We read “The Impossible Knife of Memory” by Laurie Halse Anderson for my YA Lit class this week to the mixed reactions of most of my peers. Many of them thought the main character of Hayley was too much of a “special snowflake” who spent an exorbitant amount of time being a stereotypical rebellious and angst-ridden 16 year-old. They also thought Anderson was out of touch with the way teens think and act and speak and especially with the way they text (I have to agree with them on this matter—the texting sequences in this novel are horrifying).

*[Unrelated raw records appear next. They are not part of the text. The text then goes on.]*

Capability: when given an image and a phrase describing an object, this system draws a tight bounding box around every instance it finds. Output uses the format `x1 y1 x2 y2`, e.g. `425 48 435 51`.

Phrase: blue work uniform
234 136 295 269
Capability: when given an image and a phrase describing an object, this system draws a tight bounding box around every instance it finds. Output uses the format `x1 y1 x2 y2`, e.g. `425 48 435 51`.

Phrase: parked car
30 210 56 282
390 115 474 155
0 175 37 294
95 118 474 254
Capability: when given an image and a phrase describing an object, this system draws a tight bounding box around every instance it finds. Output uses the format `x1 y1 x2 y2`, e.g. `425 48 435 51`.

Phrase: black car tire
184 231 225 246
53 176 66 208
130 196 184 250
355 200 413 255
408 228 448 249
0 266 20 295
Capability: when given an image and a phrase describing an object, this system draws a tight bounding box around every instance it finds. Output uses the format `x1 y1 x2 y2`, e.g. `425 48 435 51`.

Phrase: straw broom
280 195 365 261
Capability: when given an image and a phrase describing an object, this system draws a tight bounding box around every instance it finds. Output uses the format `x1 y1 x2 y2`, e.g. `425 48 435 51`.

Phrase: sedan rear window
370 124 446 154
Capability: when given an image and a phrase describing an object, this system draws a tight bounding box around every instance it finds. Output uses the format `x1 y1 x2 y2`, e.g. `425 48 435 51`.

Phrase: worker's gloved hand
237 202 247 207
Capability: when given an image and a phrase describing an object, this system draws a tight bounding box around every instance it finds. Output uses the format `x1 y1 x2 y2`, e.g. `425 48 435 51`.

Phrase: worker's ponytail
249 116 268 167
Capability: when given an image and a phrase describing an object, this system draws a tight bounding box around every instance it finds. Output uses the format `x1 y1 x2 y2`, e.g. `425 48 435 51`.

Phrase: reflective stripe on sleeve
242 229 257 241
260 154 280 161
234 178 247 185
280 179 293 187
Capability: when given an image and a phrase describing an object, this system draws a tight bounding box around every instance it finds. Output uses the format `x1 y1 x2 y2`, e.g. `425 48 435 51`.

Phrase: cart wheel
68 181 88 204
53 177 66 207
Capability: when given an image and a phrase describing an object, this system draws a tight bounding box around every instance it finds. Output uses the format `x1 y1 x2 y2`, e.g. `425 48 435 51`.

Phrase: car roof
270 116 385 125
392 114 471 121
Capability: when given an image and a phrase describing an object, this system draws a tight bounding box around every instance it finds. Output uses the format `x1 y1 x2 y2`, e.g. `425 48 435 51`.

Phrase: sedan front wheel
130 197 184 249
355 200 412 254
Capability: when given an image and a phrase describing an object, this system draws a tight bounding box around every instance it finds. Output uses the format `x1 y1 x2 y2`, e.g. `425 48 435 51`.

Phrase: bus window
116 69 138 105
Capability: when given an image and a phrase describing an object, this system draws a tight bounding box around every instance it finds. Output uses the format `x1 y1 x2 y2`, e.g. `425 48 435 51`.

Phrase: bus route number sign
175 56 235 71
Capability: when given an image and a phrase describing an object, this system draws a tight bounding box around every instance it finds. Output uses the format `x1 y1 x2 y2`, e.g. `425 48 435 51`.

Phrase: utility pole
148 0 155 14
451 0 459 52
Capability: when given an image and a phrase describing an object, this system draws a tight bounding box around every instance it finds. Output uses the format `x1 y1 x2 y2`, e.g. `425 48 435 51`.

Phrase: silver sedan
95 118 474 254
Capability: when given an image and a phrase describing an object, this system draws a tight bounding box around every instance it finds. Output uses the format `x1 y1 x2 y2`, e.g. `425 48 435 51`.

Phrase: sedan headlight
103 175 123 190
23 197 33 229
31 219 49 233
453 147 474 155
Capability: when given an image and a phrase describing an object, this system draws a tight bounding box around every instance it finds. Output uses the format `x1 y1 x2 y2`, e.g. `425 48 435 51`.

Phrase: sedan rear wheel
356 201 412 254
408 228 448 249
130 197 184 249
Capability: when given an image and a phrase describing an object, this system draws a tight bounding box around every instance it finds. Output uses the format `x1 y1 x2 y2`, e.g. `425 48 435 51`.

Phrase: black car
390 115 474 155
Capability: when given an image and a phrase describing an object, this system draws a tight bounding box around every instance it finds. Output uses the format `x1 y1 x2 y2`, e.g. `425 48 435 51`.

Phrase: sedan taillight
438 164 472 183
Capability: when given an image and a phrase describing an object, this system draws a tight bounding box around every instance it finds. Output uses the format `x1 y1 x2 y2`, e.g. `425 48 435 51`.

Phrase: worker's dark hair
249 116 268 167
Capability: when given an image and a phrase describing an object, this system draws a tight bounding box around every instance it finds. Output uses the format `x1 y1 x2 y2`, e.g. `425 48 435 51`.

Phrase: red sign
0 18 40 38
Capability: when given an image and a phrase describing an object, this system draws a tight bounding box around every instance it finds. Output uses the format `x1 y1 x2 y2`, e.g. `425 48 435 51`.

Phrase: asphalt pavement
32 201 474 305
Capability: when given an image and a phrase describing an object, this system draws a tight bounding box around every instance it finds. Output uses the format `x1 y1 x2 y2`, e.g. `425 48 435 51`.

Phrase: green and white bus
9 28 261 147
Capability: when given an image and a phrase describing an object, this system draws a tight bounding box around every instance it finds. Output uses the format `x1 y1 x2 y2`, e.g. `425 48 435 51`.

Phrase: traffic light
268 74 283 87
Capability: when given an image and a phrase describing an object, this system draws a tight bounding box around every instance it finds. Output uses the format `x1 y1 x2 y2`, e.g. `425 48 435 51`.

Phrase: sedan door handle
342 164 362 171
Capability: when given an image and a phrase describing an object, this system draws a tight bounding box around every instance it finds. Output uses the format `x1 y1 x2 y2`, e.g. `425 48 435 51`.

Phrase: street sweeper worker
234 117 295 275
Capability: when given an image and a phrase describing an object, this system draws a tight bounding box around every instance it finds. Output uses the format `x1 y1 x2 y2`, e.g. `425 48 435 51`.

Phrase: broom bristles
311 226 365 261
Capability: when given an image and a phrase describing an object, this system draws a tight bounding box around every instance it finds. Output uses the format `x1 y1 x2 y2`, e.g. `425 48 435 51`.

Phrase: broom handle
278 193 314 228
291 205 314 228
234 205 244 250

One aspect we all generally loved is the main storyline between Hayley and her father. She is a teenager struggling to take care of her veteran father who is grappling with undiagnosed and unmedicated PTSD. There’s a lot of stuff going on there, and Anderson’s portrayal of that relationship is almost painfully beautiful and scary. This is an infliction that so many people suffer from and it is one that, for the most part in this country, feels pushed aside. Anderson wrote a story that needed to be written, and we all agreed on her success in that endeavor.
Personally, I loved reading “The Impossible Knife of Memory.” Sure, some of the dialogue was a stretch and the texting made me wither and cringe, but I thoroughly enjoyed it. The story is at times disheartening and harrowing, at others, hopeful and buoyant, and always insightful. It’s contemporary YA lit at its best. But that shouldn’t surprise anyone (LAURIE HALSE ANDERSON).